Desde os anos 80 do século passado, com os gladiadores distraídos na arena de Bissau, cada qual com um olho na algibeira e outro no inimigo, que os habitantes do arquipélago dos Bijagós foram abandonados à sua sorte e à compaixão das ONG’s.

E agora que Bissau está minguada, que até a confraria dos abutres já declinou o possível convite para as exéquias eventuais por morte que ainda não aconteceu, os senhores de Bissau querem fazer-se ao mar para pôr mão nas ainda intactas, imaculadas ilhas, onde mulheres e homens vivem em harmonia secular com a natureza. O argumento, dizem os promotores desta agenda perigosa, é porque o Estado não dá a devida atenção aos habitantes das ilhas. As outras regiões bem poderiam, igualmente, e com a mesma legitimidade, invocar o abandono a que foram votados pelo governo da capital. E não é que Bissau, eldorado ilusório para as populações do interior, nade num mar de rosas, servindo tão só de entreposto para operações de enriquecimento dos políticos da nossa praça.

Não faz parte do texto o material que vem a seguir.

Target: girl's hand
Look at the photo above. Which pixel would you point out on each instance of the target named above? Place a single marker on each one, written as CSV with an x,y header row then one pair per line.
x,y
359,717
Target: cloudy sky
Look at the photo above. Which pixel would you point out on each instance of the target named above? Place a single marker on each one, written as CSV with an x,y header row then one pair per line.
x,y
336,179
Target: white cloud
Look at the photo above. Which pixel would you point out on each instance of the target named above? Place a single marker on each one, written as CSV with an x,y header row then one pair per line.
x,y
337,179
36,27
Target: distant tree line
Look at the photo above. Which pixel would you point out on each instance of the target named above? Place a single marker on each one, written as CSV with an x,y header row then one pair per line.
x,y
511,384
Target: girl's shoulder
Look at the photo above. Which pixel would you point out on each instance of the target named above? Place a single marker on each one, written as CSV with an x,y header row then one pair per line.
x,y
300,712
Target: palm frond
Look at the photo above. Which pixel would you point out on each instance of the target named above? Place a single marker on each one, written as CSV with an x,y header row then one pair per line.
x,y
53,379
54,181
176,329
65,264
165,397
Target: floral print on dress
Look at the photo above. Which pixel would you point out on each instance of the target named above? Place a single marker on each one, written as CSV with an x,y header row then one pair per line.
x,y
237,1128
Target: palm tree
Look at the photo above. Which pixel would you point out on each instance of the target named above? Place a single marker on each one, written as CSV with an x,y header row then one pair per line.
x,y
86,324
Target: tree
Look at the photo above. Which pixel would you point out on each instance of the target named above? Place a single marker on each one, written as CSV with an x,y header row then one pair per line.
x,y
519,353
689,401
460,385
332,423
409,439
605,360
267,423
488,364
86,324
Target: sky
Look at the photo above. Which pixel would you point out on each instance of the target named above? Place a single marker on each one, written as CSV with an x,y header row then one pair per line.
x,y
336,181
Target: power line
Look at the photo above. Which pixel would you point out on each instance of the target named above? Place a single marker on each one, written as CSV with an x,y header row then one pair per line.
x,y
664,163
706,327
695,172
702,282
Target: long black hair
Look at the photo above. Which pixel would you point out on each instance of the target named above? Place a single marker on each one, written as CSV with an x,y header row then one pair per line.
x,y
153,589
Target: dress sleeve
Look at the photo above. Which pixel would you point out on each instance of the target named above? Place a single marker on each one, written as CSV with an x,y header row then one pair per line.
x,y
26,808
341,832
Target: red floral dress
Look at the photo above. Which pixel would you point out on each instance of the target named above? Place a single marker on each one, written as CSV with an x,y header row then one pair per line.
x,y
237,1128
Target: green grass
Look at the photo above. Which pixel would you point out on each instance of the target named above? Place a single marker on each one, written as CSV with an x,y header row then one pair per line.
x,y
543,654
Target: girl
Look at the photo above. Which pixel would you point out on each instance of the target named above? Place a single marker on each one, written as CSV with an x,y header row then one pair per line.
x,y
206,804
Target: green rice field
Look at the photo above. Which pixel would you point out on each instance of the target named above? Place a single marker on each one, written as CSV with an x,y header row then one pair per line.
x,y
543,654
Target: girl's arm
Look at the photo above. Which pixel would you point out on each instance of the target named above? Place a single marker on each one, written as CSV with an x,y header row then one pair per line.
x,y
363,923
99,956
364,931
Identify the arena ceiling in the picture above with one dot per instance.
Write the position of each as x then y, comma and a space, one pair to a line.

A capital guineense foi, ela também, deixada à sua sorte e só lhe sobra compaixão do poeta:

Outrora apelidada de limpa e bonita,
Tuas avenidas aperaltadas despertavam ciúme!
Adornavam-te lindos jardins e gente distinta.
Na dança trepidante das estações, cheiravas a perfume.
 
Os afagos de mãos calejadas que te punham a luzir,
A toda a hora namoravam-te de orgulho inflamado.
Progresso e tradição em desenvoltura no chão afamado,
O rufar das chuvas e o sopro do cunfentú: motivos para sorrir!
 
E quem te viu formosa hoje pergunta quem tu és!
Não se percebe onde começam e onde acabam as tuas viés.
Perdeste o norte e tomaram-te a cintura como baldio.
Desonrada, mais te assemelhas a uma casa de vadios!
 
Construções inestéticas erguidas por todo o lado,
Extinguiram-se das tuas vistas tapadinhas e quintais.
E com a cara do lixo estampada nos cartões postais,
Passaste de limpa e bela, a lugar pouco recomendado.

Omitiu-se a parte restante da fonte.